No es, creo, con bajas en las organizaciones del crimen como mejorará el panorama para el país en el rubro de seguridad; ni remotamente se puede pensar en esa dirección, a menos que haya algo, como ya dije, de broma siniestra en tal aserto. El problema es tan grande y complejo, tiene tantas implicaciones económicas, educativas, geopolíticas y de todo tipo, que el ejército nacional de reserva para el delito garantiza efectivos mientras no se den pasos seguros en todos los sentidos. No es, entonces, sólo con la fuerza de la fuerza, y menos con la esperanza del gradual autoacabamiento del hampa, como desaparecerá el clima de horror que hoy sufre el país.
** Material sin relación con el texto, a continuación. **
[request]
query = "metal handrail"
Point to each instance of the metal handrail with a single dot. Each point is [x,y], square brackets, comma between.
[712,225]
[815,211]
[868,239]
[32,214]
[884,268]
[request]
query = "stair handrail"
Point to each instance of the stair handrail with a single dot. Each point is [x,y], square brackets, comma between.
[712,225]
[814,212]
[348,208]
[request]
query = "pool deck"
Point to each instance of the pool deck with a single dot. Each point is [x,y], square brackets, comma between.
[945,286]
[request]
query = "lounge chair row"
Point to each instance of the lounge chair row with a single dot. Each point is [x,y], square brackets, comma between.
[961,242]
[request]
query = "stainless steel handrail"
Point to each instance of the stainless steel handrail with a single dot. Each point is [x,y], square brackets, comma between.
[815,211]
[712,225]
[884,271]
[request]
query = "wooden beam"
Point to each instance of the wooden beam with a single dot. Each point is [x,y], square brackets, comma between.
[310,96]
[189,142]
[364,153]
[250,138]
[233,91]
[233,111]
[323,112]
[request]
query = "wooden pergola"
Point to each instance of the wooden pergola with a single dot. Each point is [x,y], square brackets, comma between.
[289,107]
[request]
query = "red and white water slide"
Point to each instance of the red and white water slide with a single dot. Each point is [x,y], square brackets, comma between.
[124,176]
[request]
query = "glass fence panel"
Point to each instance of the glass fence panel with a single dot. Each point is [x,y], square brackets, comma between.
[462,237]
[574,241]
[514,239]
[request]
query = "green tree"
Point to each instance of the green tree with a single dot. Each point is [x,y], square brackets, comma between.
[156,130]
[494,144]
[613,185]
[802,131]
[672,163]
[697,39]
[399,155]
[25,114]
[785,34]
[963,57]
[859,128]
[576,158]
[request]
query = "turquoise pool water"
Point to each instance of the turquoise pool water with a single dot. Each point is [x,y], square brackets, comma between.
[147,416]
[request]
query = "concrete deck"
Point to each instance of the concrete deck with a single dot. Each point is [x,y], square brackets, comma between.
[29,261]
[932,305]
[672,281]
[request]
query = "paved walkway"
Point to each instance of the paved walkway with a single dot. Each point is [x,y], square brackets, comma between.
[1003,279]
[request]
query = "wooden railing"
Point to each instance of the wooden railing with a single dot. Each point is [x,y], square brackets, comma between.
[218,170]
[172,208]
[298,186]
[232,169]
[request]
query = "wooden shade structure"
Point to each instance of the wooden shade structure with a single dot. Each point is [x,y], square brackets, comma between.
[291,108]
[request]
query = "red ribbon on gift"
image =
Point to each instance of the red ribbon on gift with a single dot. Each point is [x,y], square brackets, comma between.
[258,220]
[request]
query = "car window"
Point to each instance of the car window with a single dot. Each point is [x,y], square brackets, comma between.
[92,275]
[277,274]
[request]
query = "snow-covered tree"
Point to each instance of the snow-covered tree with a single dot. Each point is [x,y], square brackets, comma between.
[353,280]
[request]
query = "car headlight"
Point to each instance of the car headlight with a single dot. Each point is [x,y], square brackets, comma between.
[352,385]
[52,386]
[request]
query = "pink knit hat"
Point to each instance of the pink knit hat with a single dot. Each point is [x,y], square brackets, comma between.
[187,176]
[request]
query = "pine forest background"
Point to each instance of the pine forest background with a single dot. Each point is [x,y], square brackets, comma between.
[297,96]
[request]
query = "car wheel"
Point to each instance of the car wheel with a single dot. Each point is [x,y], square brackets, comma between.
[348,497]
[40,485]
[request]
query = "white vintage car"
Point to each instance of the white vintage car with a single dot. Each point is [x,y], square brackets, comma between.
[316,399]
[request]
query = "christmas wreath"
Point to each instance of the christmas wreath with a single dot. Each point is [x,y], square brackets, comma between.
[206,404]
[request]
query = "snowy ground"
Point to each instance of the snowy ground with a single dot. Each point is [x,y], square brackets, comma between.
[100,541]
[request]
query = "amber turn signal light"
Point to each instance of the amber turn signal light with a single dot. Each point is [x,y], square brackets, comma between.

Es posible que precisamente por eso, porque el avispero se encuentra en plenitud de agitación, las opiniones tiendan a parecer entre delirantes y grotescas. No se acabarán acabando solos ni terminará el dolor con el edulcoramiento de las noticias difundidas por los medios de comunicación, menos con el llamado verdaderamente alucinante que Felipe Calderón ha hecho a los ciudadanos, ese que nos pide a todos, casi en grado de exigencia, delatar a quienes de buenas a primeras percibamos como sospechosos. Es una petición, insisto, absurda, básicamente por dos razones: a) porque los ciudadanos no son empleados de seguridad ni, en general, tienen mínima idea de lo que es el trabajo de inteligencia; dejar la puerta abierta a la delación ciudadana se puede prestar a todos los malentendidos y abusos que uno pueda imaginar, y más que eso; b) porque en caso de que alguien quiera denunciar no tendrá ni remotamente la certeza de que su labor “patriótica” será recibida sin represalias inmediatas. Dicho de manera suave, el grito desesperado que desea alentar el civismo no es más que eso, un alarido en el desierto, la confirmación de que algo anda muy mal y de que los cambios urgen, lo malo es que Calderón, con su pedido, no hace más que convidarnos a un voluntarismo inservible y peligroso.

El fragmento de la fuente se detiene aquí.